Caltrans, which must use most of its resources to relieve traffic congestion, will provide money only for aesthetic improvements such as landscaping or sound walls if it receives matching contributions from the community, said Don Watson, Caltrans director for Los Angeles and Ventura counties.
Municipalities, counties or private businesses can contribute the matching funds, Watson said. Although the policy has been in effect about six years, only recently have such partnerships been formed, he added.
"It's kind of the wave of the future," Watson said after a news conference at the Santa Clarita Valley Chamber of Commerce to announce and sign the agreement.
The landscaping work is expected to begin by Sept. 1 and be completed in six months.
The improvement association hopes eventually to landscape the entire 10-mile stretch of the Golden State Freeway through the Santa Clarita Valley from the Calgrove exit to north of California 126 in Castaic, although it may take 20 years, said Lou Garasi, president-elect of the Santa Clarita Chamber of Commerce. He said no cost estimate is available.
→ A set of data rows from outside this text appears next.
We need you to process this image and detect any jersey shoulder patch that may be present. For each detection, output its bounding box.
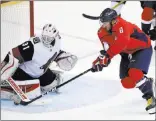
[32,36,41,44]
[18,41,34,62]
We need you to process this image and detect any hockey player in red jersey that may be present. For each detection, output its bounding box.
[1,24,78,104]
[91,8,155,114]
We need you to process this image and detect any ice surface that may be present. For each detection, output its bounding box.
[1,1,155,120]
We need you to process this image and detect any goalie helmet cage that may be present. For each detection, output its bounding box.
[1,1,34,58]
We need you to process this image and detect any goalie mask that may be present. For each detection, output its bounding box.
[41,24,59,48]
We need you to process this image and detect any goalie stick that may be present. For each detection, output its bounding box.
[82,0,125,20]
[19,68,92,106]
[6,77,31,103]
[1,61,30,103]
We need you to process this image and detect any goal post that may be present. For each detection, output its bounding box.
[1,1,34,59]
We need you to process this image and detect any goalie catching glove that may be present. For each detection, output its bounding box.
[55,50,78,71]
[91,50,111,72]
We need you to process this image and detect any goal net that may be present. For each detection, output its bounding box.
[1,1,34,59]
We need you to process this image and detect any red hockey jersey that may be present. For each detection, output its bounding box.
[98,16,151,58]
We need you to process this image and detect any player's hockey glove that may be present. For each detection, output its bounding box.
[149,26,156,41]
[91,50,111,72]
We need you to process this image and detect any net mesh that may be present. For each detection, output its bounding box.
[1,1,33,59]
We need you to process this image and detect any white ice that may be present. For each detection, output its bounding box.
[1,1,155,120]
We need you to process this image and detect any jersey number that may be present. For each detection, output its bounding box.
[22,42,30,50]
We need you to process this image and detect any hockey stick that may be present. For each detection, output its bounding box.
[82,0,125,20]
[82,14,100,20]
[6,77,31,103]
[19,68,92,106]
[1,61,31,103]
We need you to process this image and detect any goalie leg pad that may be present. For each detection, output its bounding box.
[1,52,19,81]
[40,69,63,93]
[1,79,41,100]
[1,87,15,100]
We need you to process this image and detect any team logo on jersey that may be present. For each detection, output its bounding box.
[33,37,40,44]
[119,27,124,33]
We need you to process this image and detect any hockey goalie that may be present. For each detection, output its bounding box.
[1,24,78,104]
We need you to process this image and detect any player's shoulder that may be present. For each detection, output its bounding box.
[17,40,35,61]
[16,36,42,62]
[113,17,128,32]
[18,36,42,51]
[115,17,126,27]
[97,27,109,37]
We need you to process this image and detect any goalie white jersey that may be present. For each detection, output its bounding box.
[19,35,61,78]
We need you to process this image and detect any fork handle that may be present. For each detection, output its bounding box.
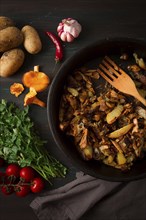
[134,91,146,106]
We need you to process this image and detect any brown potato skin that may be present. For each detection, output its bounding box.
[0,27,23,52]
[0,16,15,30]
[21,25,42,54]
[0,48,25,77]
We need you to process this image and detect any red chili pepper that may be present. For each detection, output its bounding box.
[46,31,63,62]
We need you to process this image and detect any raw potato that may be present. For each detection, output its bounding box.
[21,25,42,54]
[0,16,15,30]
[0,26,23,52]
[0,48,25,77]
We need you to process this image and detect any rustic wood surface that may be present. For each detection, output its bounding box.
[0,0,146,219]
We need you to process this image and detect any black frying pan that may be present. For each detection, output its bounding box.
[47,37,146,182]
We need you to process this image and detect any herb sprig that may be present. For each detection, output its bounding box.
[0,99,67,183]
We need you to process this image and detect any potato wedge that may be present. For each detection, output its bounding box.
[106,104,124,124]
[117,152,126,165]
[108,123,133,138]
[82,146,93,160]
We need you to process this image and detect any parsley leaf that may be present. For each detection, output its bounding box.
[0,99,67,182]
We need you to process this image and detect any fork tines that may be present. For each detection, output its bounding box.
[96,56,146,106]
[97,56,124,83]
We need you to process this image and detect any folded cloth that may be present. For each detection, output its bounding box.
[30,172,146,220]
[81,176,146,220]
[30,172,123,220]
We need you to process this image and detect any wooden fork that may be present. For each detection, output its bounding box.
[97,56,146,106]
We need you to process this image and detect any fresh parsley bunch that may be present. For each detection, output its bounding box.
[0,99,67,183]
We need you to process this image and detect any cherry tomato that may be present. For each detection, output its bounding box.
[6,164,20,178]
[0,158,5,167]
[31,177,45,193]
[1,185,14,195]
[15,185,30,197]
[20,167,35,182]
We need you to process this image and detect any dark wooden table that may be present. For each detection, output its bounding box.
[1,0,146,219]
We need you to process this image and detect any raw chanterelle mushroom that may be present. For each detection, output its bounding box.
[22,65,50,92]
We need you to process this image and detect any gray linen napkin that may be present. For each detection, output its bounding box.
[30,172,122,220]
[81,176,146,220]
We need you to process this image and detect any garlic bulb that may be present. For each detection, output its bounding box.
[57,18,82,42]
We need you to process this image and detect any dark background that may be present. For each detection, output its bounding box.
[0,0,146,219]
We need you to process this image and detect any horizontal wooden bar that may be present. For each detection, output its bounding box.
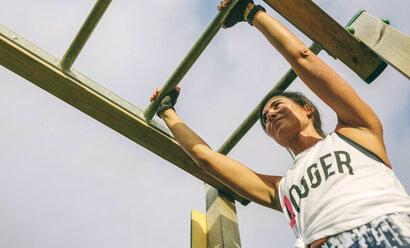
[349,11,410,79]
[263,0,387,83]
[0,24,249,205]
[60,0,112,71]
[143,0,240,120]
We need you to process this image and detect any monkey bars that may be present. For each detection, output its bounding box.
[1,1,409,247]
[0,23,249,204]
[2,1,403,205]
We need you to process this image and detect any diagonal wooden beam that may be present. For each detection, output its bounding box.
[263,0,387,83]
[0,24,249,205]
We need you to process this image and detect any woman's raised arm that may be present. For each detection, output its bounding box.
[150,88,283,210]
[220,0,391,166]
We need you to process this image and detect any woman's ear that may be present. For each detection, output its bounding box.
[304,104,314,119]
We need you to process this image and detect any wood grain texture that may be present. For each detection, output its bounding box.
[205,185,241,248]
[350,11,410,79]
[263,0,386,83]
[0,24,248,204]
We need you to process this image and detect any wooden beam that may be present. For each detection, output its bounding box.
[205,185,241,248]
[349,11,410,79]
[0,24,248,205]
[263,0,387,83]
[191,210,207,248]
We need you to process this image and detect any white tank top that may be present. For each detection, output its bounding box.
[278,132,410,246]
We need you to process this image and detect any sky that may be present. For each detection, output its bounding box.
[0,0,409,247]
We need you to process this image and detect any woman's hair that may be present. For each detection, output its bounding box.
[259,91,325,137]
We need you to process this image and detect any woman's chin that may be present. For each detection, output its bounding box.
[273,128,298,147]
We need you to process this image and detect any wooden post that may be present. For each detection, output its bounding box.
[205,184,241,248]
[349,11,410,79]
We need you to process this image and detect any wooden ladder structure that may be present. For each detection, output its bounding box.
[0,0,409,247]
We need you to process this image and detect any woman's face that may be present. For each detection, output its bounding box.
[262,96,311,146]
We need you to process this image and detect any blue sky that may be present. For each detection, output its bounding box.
[0,0,409,247]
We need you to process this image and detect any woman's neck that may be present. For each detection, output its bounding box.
[288,130,324,155]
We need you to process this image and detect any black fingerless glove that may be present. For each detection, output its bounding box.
[224,0,253,28]
[156,89,180,117]
[224,0,266,27]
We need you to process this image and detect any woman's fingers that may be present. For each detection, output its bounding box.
[150,88,161,102]
[217,0,231,11]
[218,0,228,11]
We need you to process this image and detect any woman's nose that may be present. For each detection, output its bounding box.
[267,111,277,121]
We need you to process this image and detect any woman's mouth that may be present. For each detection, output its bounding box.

When it is finished, the landscaped stretch will look much like the Simi Valley Freeway between the San Diego and Foothill freeways in the northern San Fernando Valley, said Bill Koval, a Caltrans senior landscape architect.
Automatic irrigation systems will be installed on the landscaped stretches. The trees and shrubbery will be maintained by Caltrans.
Valencia Co., a division of Newhall Land & Farming Co., has residential and commercial developments under way on each side of the freeway, and Dale Poe Development has a 5,400-unit residential development west of the freeway, Garasi said.
The beautification effort was coordinated by state Sen. Ed Davis, a Valencia Republican, who said he became disgusted with "beer cans, bottles, even used condoms" littering the freeway.
"It says 'Golden State Freeway,' " Davis said. "It doesn't look golden. . . . It's a dung pile."
Davis acknowledged that planting trees will not prevent motorists from littering. But, he said, he has also sponsored a bill that would require convicted first-time drunk-driving offenders to choose between spending 48 hours in jail or six days picking up freeway litter. The Senate Judiciary Committee sent the measure to the full Senate on May 5.
Neither sentences of jail time nor of work time are now mandatory for first-time drunk-driving offenders, Davis said.
"I hope to produce a lot more volunteers to clean up highways and freeways," Davis said.